With respect to other aspects of reliability (item difficulties, discriminative power of items, internal consistency), the psychometric properties of the ADHD–ODD scale were satisfactory. The low discriminative power of single items would allow the construction of a shorter scale by item elimination. However, a scale covering all DSM-IV criteria of ADHD and ODD allows for alternative scoring strategies that may be useful (e.g. dichotomous decision if the criteria of ADHD or ODD are fulfilled at the time of investigation or not). Furthermore, this score has a higher face validity (reflecting the number of fulfilled criteria out of a comprehensive list of all diagnostic criteria).

The investigated features of discriminant and convergent validity were satisfying as well. Given the high correlation of the ADHD–ODD scale with mother-ratings of ADHD (FBB-HKS) and the behavioural difficulties score of the SDQ together with the result that the ADHD–ODD score mainly relied on mother statements, one may critically claim for the use of parent-ratings for the assessment of externalizing child problems thereby avoiding the use of time consuming interviews. This clearly is an option if reducing time and effort is critical within a given study protocol or diagnostic setting. The rather low correlations between different informants are a well-known phenomenon in the assessment of externalizing child behaviour. Therefore, multimodal assessment is warranted. The ADHD–ODD scale has the advantage to integrate mother statements, child statements and behavioural observations during the interview in the clinical judgments of the interviewer. This may be useful for clinical trials where the definition of a single primary outcome criterion is needed.

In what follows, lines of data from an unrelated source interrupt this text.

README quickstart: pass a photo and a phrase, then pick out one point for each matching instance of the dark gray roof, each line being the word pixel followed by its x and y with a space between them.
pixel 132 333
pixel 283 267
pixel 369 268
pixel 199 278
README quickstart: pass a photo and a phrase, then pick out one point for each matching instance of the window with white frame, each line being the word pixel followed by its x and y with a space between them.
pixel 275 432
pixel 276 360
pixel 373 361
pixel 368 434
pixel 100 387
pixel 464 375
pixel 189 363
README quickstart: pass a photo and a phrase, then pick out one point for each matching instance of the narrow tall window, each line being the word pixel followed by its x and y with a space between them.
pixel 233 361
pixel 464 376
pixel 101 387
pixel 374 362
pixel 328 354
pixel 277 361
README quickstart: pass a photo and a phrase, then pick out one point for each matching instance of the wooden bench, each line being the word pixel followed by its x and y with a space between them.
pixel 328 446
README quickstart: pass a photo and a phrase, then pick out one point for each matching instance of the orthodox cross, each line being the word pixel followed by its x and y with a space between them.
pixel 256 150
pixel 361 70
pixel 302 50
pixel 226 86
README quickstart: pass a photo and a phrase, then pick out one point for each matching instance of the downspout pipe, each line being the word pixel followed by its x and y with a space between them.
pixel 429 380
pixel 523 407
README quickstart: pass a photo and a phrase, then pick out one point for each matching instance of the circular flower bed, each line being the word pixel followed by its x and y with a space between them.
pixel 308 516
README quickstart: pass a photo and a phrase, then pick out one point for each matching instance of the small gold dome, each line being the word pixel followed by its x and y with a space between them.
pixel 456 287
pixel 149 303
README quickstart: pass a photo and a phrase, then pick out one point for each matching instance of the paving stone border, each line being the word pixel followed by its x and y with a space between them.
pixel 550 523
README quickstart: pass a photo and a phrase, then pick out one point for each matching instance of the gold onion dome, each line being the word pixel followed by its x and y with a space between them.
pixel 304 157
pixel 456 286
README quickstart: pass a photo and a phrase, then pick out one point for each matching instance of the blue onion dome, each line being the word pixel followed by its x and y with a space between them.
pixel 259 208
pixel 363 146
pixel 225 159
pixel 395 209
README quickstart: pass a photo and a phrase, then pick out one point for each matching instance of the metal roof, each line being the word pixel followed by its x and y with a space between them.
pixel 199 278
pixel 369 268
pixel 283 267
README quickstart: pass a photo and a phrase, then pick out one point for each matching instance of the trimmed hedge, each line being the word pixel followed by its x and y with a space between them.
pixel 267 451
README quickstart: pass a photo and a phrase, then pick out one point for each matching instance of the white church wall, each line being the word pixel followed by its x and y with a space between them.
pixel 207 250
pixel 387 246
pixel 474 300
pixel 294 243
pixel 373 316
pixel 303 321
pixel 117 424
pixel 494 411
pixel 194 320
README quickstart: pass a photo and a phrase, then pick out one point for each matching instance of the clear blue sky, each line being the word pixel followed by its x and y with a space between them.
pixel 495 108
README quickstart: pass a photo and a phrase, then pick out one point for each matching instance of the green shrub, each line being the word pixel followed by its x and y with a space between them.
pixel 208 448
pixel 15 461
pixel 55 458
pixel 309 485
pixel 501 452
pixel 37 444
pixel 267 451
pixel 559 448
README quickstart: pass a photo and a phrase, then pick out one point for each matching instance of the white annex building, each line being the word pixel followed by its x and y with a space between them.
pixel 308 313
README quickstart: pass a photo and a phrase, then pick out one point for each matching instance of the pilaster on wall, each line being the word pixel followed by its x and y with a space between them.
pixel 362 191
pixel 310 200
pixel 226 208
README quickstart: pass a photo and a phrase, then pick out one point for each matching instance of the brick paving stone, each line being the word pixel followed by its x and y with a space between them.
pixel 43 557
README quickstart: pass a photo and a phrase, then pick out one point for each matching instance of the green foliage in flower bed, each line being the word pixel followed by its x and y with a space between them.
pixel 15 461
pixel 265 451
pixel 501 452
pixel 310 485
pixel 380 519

Actually, our study group is using the ADHD–ODD scale as primary endpoint in a trial on a combined treatment of children and mothers both affected by ADHD (Jans et al. 2008, 2009).

The psychometric properties justify the use of the scale as an instrument to assess a broad spectrum of externalizing symptoms. Additionally, subscales defined on content validity (criteria of inattention, hyperactivity/impulsivity, ODD) may be used for a more distinguished analysis. However, our results point to a rather low reliability of these scales. A construction of subscales based on factor analysis may be fruitful. Because of the small sample size, however, our results are preliminary in this regard and do not allow for a well-founded scale construction.

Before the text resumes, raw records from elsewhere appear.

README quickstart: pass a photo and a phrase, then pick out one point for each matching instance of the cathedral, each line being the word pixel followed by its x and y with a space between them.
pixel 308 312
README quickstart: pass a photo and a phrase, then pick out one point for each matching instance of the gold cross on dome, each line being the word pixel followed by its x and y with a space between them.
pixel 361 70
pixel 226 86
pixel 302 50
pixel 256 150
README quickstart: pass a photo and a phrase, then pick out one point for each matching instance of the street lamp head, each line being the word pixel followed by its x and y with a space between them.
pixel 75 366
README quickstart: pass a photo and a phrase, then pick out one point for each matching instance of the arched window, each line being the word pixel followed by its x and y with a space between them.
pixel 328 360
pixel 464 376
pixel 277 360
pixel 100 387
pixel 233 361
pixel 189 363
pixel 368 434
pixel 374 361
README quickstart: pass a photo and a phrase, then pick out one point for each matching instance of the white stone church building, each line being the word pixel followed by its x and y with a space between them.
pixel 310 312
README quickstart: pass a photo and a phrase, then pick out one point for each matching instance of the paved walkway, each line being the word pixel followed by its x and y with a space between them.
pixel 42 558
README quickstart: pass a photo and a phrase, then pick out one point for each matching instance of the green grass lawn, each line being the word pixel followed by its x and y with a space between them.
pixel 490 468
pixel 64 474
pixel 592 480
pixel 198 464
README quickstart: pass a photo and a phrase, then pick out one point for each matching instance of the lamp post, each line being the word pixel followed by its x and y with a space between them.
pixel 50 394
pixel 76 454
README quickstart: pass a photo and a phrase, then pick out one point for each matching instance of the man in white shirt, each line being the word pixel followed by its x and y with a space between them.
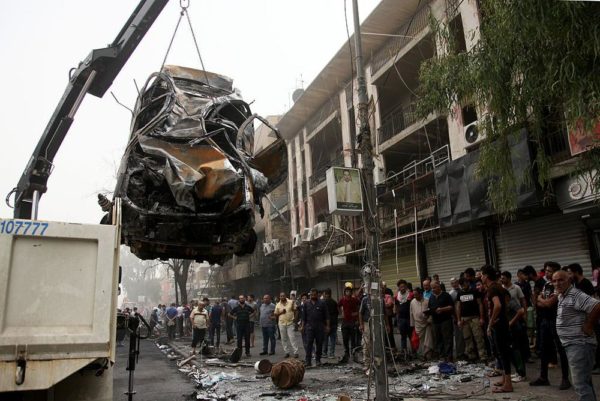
pixel 285 311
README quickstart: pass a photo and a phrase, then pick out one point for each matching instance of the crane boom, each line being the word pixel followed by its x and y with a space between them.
pixel 94 75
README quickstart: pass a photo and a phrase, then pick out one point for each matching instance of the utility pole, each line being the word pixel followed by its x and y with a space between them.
pixel 371 271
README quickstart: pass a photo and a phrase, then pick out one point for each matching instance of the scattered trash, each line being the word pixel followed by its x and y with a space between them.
pixel 263 366
pixel 210 381
pixel 433 370
pixel 447 368
pixel 287 373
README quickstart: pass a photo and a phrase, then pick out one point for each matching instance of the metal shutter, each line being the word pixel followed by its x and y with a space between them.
pixel 559 237
pixel 406 268
pixel 450 256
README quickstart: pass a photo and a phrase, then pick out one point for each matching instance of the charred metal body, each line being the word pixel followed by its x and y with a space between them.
pixel 190 178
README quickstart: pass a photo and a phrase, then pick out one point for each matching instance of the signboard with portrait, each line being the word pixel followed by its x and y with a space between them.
pixel 344 191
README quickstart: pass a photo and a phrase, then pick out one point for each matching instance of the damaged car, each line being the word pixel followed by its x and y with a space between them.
pixel 192 176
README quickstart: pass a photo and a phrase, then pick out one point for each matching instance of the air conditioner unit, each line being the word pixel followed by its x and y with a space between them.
pixel 307 235
pixel 267 248
pixel 472 135
pixel 319 230
pixel 297 241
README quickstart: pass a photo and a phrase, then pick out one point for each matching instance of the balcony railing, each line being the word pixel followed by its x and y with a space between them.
pixel 405 34
pixel 417 169
pixel 280 202
pixel 319 172
pixel 396 121
pixel 321 115
pixel 557 146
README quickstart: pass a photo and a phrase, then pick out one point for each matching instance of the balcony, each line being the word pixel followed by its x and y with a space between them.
pixel 396 121
pixel 279 202
pixel 417 169
pixel 406 33
pixel 324 112
pixel 319 173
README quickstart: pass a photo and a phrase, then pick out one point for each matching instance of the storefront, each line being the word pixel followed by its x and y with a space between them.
pixel 558 237
pixel 451 255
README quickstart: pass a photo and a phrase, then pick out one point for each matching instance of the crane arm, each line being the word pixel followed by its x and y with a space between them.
pixel 94 75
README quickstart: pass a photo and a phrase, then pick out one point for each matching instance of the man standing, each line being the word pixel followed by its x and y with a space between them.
pixel 403 299
pixel 520 339
pixel 581 283
pixel 267 323
pixel 285 311
pixel 199 320
pixel 459 340
pixel 241 315
pixel 421 321
pixel 229 323
pixel 441 308
pixel 470 317
pixel 215 318
pixel 426 289
pixel 171 318
pixel 498 328
pixel 576 316
pixel 547 303
pixel 364 319
pixel 315 324
pixel 348 305
pixel 331 338
pixel 253 317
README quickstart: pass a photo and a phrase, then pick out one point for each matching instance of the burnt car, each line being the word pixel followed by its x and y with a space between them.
pixel 191 179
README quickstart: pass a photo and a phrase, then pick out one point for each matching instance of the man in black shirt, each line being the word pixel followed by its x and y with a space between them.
pixel 441 308
pixel 581 283
pixel 331 338
pixel 315 324
pixel 241 314
pixel 498 328
pixel 470 317
pixel 547 303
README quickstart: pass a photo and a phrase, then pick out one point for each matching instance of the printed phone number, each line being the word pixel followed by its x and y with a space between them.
pixel 23 227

Limitations of the study refer to the investigation of a referral sample of children and adolescents affected by ADHD. In all participants, the diagnosis of ADHD had already been established previously, and most of the patients had already been treated before entering the study. Thereby patients and parents were familiar with diagnostic strategies which may have helped them to give proper statements during the interview and during the completion of the rating scales. Thus, the application of the scale may be slightly less effective when investigating an unselected sample. On the other hand, the psychometric properties of the scale may even be enhanced in a population-based sample because of a larger variance of symptoms allowing for higher correlations. A less restricted clinical sample would have allowed for the investigation of other aspects of validity, e.g. the discriminative power of the scale to differentiate between ADHD patients and patients suffering from other child psychiatric disorders. This question could not be addressed within our study design. Furthermore, data on the scale’s sensitivity for change are missing and have to be supplemented by further investigation.